Reflecting what some praise as her persistence and others see less charitably as doggedness, she loaded her schedule with town halls that wouldn’t end until she had answered every voter’s question.
At a high school in Penacook, a colleague turned to me to dismiss her offerings as “a laundry list of wonkery” — fair enough if the standard of comparison was Obama’s prophetic rhetoric. A CNN account poked fun at her for spending her day “talking . . . and talking . . . and talking.” But voters are not journalists: They appreciated her efforts.
That night, Obama made a mistake when an interviewer asked Clinton about her likability problem. (It’s amazing how media stereotypes have a longer half-life than nuclear waste.) Clinton sounded genuine but also wry when she replied to the questioner: “Well, that hurts my feelings.” And when Obama said, “You’re likable enough, Hillary,” he seemed, unintentionally perhaps, snarky and superior. More votes to Clinton.

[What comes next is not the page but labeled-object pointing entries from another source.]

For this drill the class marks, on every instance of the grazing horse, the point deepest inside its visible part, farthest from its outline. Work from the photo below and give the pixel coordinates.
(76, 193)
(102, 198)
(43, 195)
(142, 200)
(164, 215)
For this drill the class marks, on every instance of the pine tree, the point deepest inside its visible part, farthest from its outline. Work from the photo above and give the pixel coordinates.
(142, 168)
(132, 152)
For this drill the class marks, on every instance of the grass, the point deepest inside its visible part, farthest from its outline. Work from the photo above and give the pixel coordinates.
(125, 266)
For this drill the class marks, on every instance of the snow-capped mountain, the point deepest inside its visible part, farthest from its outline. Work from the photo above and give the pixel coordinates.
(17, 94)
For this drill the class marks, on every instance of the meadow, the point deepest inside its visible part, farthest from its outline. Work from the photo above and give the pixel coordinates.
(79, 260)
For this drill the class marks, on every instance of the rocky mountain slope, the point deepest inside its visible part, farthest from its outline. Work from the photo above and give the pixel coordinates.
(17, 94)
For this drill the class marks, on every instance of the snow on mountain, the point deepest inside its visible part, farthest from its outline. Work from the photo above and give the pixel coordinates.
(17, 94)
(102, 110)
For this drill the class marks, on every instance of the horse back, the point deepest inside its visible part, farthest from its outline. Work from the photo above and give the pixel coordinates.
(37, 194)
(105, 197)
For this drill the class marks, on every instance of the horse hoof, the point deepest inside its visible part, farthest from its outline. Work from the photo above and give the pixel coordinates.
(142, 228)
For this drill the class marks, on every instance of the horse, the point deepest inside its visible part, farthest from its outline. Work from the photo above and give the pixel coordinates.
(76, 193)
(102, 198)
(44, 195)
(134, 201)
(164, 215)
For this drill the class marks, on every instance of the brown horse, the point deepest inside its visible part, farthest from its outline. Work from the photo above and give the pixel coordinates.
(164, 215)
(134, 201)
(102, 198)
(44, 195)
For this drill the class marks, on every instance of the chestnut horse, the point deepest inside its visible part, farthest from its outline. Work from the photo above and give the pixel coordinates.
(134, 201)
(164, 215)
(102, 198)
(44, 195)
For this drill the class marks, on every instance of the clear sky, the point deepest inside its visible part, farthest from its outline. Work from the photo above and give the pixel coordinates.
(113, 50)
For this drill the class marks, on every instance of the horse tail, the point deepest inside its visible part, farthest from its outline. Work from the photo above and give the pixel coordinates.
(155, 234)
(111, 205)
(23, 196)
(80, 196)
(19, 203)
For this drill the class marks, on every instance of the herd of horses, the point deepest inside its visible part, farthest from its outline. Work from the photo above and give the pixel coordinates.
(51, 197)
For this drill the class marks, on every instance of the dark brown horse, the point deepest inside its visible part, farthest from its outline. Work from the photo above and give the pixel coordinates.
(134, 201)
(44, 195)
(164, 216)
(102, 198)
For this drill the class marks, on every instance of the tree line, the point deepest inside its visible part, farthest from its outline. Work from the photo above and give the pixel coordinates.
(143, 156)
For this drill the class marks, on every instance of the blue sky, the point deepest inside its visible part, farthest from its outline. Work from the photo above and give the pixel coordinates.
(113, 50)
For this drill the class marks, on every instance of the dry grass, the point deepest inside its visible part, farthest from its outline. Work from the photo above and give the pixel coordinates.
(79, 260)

And the day before the primary, she choked up when a friendly questioner asked her about the grueling nature of campaigning: “How do you do it?”
Her show of emotion shocked those who thought everything about her was bottled up. It reassured many in New Hampshire who refused to see her as an automaton. She delivered a classic Clinton message in the process: “Some people think elections are a game, lots of who’s up or who’s down. It’s about our country. It’s about our kids’ futures. And it’s really about all of us together.”
She won New Hampshire, and the rest is history — a complicated, often painful history that involved losing to Obama, serving in his Cabinet, facing a surprisingly strong challenge from Bernie Sanders and, finally, securing the Democratic presidential nomination that had eluded her.
On Tuesday, she returned to the message of that vulnerable moment in New Hampshire for the template of her critique of Donald Trump. “Bridges are better than walls,” she said. “We believe that we are stronger together.”
For a quarter-century, Clinton has confronted searing criticism and profound skepticism about her motives and her way of doing things. But if this is all you pay attention to, you cannot explain how she got to that victory party in Brooklyn or why she has received tens of millions of votes over two campaigns.
The Hillary Clinton who prevails and wins loyalists, I’d argue, brings together two aspects of the Methodist tradition in which she was raised and, by extension, two sides of the American character.
She embodies the tensions and, sometimes, contradictions of what the theologian Michael Novak once described as the “communitarian individual.” Her individualistic side sees salvation as depending on determination, grit and a dedication to work, and more work. Her communal side (she wrote a book, after all, called “It Takes a Village”) runs through all her policy proposals, the values she lifts up (“all of us together” in 2008, “stronger together” now) and her attitude toward her friends. Those two instincts keep her going.
None of this explains away Clinton’s flaws or blind spots or the mistakes she has made. We’ll hear plenty about those. But these are her standards, and they are the reason that, beyond his assorted electoral weaknesses, Trump is the opponent she would have prayed to face.
The upright Midwestern Methodist who insists that life is about more than deals, who thrives on meticulous preparation, who is better with individual voters than with big crowds and who always had to get there the hard way believes it from the bottom of her heart when she says that Trump is “temperamentally unfit to be president.” When she takes him on, there will be no authenticity problem.
She didn’t know it during those five days in New Hampshire, but this is the fight she was preparing herself to wage.